F&F: Sie kritisieren in Ihrem Buch die heutige Erziehung in Familie und Schule: Sie führe zur Unselbständigkeit.
Ist Selbstständigkeit für einen Soldaten wichtig?

Creveld: Krieg ist von Unsicherheit gekennzeichnet, mehr als jede andere menschliche Tätigkeit. Deshalb läuft immer alles falsch. Ohne Eigenständigkeit geht es nicht. Krieg erfordert das selbständige Zusammenwirken aller Soldaten, vom einfachen Soldat bis zum General. Darüber hinaus ist der Kampf je nach Krieg und Feind sehr unterschiedlich. Die Fähigkeit und der Wille zu Initiative und zu eigenständiger Arbeit sind daher unerlässlich.
Das Hauptproblem ist: Wie kombiniert man Selbstständigkeit mit Disziplin?

F&F: Welche Armeen haben dieses Problem am besten gelöst?

Creveld: Die deutschen Armeen zwischen 1870 und 1945. Idealerweise sollen Disziplin und Initiative einander wechselseitig verstärken. Das ist das Ideal. Wie man das schafft, ist eine schwierige Frage, und das hängt auchvon der Kultur ab. Manches kann man von einem deutschen Soldaten verlangen, aber nicht von einem amerikanischen und umgekehrt.

F&F: Und Israels Armee?

Creveld: Israel ist das undisziplinierteste Land der Welt, das ich kenne. Früher war es ein Vorteil im Hinblick auf Initiative. Heute bin ich mir nicht mehr sicher. Das Hauptproblem ist: Wir haben jahrelang gegen Leute gekämpft, die so schwach sind, dass sie eigentlich keine echten Gegner sind. Wenn man einen schwachen Gegner bekämpft, wird man selber schwach. So ist das auch beim Spiel.

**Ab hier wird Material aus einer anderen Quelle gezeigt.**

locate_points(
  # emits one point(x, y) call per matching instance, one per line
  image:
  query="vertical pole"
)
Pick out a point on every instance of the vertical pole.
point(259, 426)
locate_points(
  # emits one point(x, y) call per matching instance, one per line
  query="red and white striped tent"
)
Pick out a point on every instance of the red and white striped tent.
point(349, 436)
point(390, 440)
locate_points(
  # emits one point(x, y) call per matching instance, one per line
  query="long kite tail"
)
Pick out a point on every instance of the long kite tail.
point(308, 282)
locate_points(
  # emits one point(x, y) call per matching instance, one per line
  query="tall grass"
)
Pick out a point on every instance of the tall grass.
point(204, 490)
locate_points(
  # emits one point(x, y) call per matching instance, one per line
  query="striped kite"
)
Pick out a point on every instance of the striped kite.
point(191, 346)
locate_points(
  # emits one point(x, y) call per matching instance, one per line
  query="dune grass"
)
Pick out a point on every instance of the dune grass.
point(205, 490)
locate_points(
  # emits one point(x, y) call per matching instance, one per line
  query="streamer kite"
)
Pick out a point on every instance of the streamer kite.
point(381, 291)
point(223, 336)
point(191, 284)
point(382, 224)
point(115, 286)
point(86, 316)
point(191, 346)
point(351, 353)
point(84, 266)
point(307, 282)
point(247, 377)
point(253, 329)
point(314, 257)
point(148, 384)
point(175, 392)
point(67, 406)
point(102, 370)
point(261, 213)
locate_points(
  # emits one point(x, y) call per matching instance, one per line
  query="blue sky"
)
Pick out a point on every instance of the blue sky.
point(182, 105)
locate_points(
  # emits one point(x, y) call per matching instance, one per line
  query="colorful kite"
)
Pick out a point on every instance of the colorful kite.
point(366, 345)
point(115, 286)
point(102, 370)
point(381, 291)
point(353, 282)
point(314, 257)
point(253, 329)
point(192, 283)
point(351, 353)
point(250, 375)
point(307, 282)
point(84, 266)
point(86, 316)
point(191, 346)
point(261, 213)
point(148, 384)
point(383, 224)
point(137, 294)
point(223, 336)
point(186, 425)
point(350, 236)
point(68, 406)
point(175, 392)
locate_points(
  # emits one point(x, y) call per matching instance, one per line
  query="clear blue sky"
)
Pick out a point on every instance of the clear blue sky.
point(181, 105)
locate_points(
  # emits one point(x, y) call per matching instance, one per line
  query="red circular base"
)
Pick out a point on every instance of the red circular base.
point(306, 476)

F&F: Sie haben ein Buch über Kriegsspiele geschrieben, demzufolge viel Ähnlichkeit zwischen Krieg und Spiel besteht.

Creveld: Viele Regeln des Spiels gelten für den Krieg und umgekehrt. In vielerlei Hinsicht ist der Krieg keine Fortsetzung der Politik, sondern eine gewaltsame Form des Spiels.

Martin van Creveld – Wir Weicheier

F&F: Sie haben eine hohe Meinung von der jetzigen russischen Armee. Wie sehen Sie jene Chinas?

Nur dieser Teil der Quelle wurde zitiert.